Weetje 3a: Waar zitten teken en hoe voorkom je dat ze je bijten?

Teken zitten in "het groen": vooral in struikgewas, bossen en schaduwrijk gras. Teken houden niet van een bodem met kale grond; ze hebben liever een laag dode bladeren. Dit kom je niet alleen in bossen, duinen en parken tegen, maar ook in veel tuinen. Om een mens of dier te pakken, wachten teken geduldig op een grasspriet, laag struikje of een stokje. Teken kunnen tot ongeveer anderhalve meter boven de grond zitten. Teken springen niet en laten zich bijna nooit uit bomen vallen. In de onderstaande figuur kun je zien hoe teken in hinderlaag op een grasspriet zitten te wachten om een voorbijganger te grijpen.

Teken in hinderlaag op een grasspriet: ze kunnen niet springen, dus moeten zich goed vast kunnen grijpen.

Gelukkig houden teken niet van droogte en kale grond: op een gemaaid grasveld kom je ze niet tegen. Op plekken met wat schaduw en een dikke laag dode bladeren op de bodem houden teken het wel prima uit.

Let op de volgende punten als je in een gebied komt waar teken kunnen zitten:

  1. Probeer contact met overhangende planten te vermijden.
  2. Draag dichte schoenen, lange mouwen en een lange broek. Stop je pijpen in je sokken!
  3. Voor extra bescherming kun je je huid en/of broekspijpen met een insectenwerend middel waarin DEET zit inspuiten of smeren. Dit is te koop bij drogisten en apotheken. Lees de aanwijzingen op de verpakking. Sommige mensen krijgen huidproblemen van DEET.

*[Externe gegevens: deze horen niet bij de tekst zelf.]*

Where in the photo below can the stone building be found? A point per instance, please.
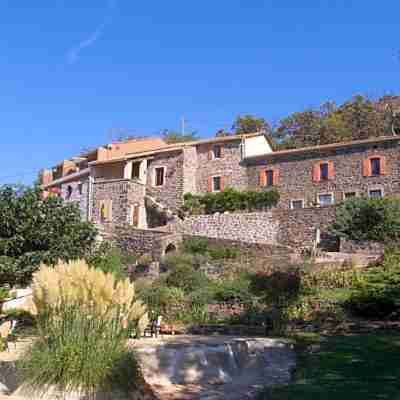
(142, 182)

Bovenstaande maatregelen geven een aardige bescherming, maar niet voor honderd procent. Het blijft dus belangrijk om ALTIJD na een bezoek aan het groen een tekencheck te doen. Ook als je nog buiten bent, kan het geen kwaad tussendoor even te controleren of er teken over je kleding of huid lopen, bijvoorbeeld na een plaspauze of nadat je even van het pad gegaan bent. Vergeet niet hoe klein en plat de teken zijn als ze nog niet volgezogen zijn!